"""
Typed Pydantic models for the Retail Inventory & Expiry Management OpenEnv.
Defines Observation, Action, Reward, and supporting data structures.
"""

from __future__ import annotations
from enum import Enum
from typing import Dict, List, Optional
from pydantic import BaseModel, Field


# ---------------------------------------------------------------------------
# Action space
# ---------------------------------------------------------------------------

class ActionType(str, Enum):
    DISCOUNT   = "discount"    # Apply a percentage discount to a product
    REORDER    = "reorder"     # Place a restock order for a product
    REMOVE     = "remove"      # Remove expired / unsellable product from shelf
    DO_NOTHING = "do_nothing"  # Take no action this step


class Action(BaseModel):
    """
    One action taken by the agent per time-step.

    Fields
    ------
    action_type : ActionType
        What kind of action to take.
    product_id : str
        Which product to act on.  Required for all actions except DO_NOTHING.
    discount_pct : float
        Discount percentage (0–80).  Only used when action_type == DISCOUNT.
    reorder_qty : int
        Number of units to reorder.  Only used when action_type == REORDER.
    """
    action_type : ActionType        = Field(..., description="Type of action")
    product_id  : Optional[str]     = Field(None, description="Target product ID")
    discount_pct: float             = Field(0.0, ge=0.0, le=80.0,
                                            description="Discount percentage (0-80)")
    reorder_qty : int               = Field(0,   ge=0,
                                            description="Units to reorder")

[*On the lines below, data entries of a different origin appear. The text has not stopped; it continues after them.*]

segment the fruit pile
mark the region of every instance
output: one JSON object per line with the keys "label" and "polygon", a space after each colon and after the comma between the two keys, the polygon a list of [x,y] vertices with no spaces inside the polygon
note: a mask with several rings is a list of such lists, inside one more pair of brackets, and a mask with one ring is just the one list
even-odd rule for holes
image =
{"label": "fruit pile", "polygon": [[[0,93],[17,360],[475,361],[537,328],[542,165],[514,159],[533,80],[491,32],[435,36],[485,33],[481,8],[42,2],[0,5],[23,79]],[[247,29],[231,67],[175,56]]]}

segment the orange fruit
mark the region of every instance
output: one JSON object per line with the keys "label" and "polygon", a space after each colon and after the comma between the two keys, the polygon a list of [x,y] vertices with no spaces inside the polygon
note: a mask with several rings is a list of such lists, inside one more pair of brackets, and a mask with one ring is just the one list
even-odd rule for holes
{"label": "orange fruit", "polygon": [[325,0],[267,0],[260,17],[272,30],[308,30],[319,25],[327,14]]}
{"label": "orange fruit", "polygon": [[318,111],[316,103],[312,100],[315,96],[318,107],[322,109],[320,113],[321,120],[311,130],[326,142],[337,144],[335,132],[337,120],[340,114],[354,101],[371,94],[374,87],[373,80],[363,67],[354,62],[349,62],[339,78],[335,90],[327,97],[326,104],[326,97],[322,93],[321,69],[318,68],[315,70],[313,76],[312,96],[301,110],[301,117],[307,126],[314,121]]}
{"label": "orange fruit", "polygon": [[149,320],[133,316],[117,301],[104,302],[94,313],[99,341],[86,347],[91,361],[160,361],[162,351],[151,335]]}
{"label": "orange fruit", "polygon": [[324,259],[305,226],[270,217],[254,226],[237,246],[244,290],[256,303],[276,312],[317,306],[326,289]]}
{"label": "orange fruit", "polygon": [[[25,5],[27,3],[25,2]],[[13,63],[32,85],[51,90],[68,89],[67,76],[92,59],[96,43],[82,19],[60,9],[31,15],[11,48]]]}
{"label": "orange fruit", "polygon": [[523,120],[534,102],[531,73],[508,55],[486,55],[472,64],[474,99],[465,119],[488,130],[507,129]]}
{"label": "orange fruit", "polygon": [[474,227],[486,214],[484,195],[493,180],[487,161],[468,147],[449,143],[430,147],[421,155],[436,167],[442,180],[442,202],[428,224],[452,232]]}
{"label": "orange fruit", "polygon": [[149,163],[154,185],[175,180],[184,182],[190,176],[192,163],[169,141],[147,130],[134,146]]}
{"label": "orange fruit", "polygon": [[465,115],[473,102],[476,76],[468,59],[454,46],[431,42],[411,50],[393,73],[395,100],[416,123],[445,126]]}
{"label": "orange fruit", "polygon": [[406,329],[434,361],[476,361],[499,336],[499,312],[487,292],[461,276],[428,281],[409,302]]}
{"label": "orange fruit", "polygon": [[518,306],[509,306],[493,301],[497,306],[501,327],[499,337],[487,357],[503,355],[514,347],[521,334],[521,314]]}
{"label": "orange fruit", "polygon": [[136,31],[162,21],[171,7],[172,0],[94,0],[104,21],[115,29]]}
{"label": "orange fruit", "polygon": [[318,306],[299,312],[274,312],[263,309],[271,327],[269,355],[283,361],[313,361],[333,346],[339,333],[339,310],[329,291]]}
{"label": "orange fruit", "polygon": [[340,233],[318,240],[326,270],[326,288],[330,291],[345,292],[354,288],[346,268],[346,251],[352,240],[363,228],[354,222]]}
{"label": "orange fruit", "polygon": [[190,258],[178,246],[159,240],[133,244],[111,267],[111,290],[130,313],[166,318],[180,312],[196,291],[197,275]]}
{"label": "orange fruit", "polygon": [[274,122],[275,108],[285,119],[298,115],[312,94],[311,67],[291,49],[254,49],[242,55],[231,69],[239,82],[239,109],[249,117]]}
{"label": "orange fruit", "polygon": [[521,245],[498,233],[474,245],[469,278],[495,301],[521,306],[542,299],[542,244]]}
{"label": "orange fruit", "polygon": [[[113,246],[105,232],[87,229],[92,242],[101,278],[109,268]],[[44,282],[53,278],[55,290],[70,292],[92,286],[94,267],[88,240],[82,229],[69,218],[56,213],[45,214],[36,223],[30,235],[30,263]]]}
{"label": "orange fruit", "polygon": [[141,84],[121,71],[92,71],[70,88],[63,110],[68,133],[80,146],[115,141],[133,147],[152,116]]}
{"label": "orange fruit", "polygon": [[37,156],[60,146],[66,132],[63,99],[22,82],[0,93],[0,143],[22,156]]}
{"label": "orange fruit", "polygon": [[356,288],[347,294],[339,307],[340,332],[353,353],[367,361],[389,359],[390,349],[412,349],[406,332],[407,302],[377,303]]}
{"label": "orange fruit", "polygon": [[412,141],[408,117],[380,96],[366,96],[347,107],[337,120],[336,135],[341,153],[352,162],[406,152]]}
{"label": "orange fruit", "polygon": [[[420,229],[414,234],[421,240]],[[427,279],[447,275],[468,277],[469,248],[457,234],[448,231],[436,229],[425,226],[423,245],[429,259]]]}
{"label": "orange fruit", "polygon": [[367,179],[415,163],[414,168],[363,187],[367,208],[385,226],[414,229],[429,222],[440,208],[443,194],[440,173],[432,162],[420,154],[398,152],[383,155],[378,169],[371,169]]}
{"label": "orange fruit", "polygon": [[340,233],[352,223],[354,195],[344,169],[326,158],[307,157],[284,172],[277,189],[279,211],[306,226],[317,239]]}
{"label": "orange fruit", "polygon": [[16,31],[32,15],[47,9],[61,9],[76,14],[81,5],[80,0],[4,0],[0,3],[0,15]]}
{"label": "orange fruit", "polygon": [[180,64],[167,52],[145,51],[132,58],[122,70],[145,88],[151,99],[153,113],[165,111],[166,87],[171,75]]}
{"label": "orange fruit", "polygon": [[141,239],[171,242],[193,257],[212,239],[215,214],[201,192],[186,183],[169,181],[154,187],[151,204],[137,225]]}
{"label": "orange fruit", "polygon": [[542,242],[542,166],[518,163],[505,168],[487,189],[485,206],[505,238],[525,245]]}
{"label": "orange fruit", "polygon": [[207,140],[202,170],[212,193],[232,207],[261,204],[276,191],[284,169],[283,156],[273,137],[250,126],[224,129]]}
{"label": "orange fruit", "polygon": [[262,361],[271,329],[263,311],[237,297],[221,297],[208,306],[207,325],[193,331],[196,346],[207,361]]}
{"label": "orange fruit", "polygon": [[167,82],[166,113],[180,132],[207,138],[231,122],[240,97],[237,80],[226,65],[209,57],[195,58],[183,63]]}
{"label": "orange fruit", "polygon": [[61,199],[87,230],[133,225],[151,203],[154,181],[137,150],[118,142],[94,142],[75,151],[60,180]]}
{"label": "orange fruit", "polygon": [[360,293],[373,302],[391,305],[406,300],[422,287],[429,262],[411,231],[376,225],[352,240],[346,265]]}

# ---------------------------------------------------------------------------
# Product snapshot (inside observation)
# ---------------------------------------------------------------------------

class ProductState(BaseModel):
    """Snapshot of a single product visible to the agent."""
    product_id      : str
    name            : str
    category        : str
    stock           : int           = Field(..., ge=0)
    price           : float         = Field(..., gt=0)
    cost            : float         = Field(..., gt=0)
    days_to_expiry  : int           = Field(..., description="Days until expiry; -1 = non-perishable")
    current_discount: float         = Field(0.0, ge=0.0, le=80.0)
    demand_estimate : float         = Field(..., description="Estimated daily demand (units)")
    is_expired      : bool          = False


# ---------------------------------------------------------------------------
# Observation
# ---------------------------------------------------------------------------

class Observation(BaseModel):
    """
    Everything the agent can see at each time-step.

    Fields
    ------
    day              : Current simulation day (1-indexed).
    total_days       : Episode length in days.
    products         : List of product snapshots.
    daily_revenue    : Revenue earned on the current day.
    daily_waste_cost : Cost of items wasted (expired / removed) today.
    cumulative_revenue    : Total revenue so far this episode.
    cumulative_waste_cost : Total waste cost so far this episode.
    stockout_events  : Number of times any product ran out of stock today.
    budget_remaining : Remaining budget for reorder operations.
    """
    day                  : int
    total_days           : int
    products             : List[ProductState]
    daily_revenue        : float = 0.0
    daily_waste_cost     : float = 0.0
    cumulative_revenue   : float = 0.0
    cumulative_waste_cost: float = 0.0
    stockout_events      : int   = 0
    budget_remaining     : float = 0.0
    reward               : float = 0.001  # clamped step reward for OpenEnv standard


# ---------------------------------------------------------------------------
# Reward
# ---------------------------------------------------------------------------

class Reward(BaseModel):
    """
    Decomposed reward signal returned after each step.

    Components
    ----------
    sales_revenue   : +ve reward for units sold.
    waste_penalty   : -ve penalty for expired / removed units.
    stockout_penalty: -ve penalty for stockout events.
    reorder_cost    : -ve cost of placing a reorder.
    total           : Sum of all components.
    """
    sales_revenue   : float = 0.0
    waste_penalty   : float = 0.0
    stockout_penalty: float = 0.0
    reorder_cost    : float = 0.0
    total           : float = 0.0

    def compute_total(self) -> "Reward":
        self.total = (
            self.sales_revenue
            + self.waste_penalty
            + self.stockout_penalty
            + self.reorder_cost
        )
        return self


# ---------------------------------------------------------------------------
# Internal full product state (not exposed directly to agent)
# ---------------------------------------------------------------------------

class Product(BaseModel):
    """Full internal product state used by the simulation engine."""
    product_id      : str
    name            : str
    category        : str
    stock           : int
    price           : float
    cost            : float
    expiry_day      : int           # Absolute day when product expires (-1 = never)
    base_demand     : float         # Mean daily demand at full price
    current_discount: float = 0.0
    reorder_lead    : int   = 1     # Days until reorder arrives
    pending_reorder : int   = 0     # Units in transit

    def days_to_expiry(self, current_day: int) -> int:
        if self.expiry_day == -1:
            return -1
        return max(0, self.expiry_day - current_day)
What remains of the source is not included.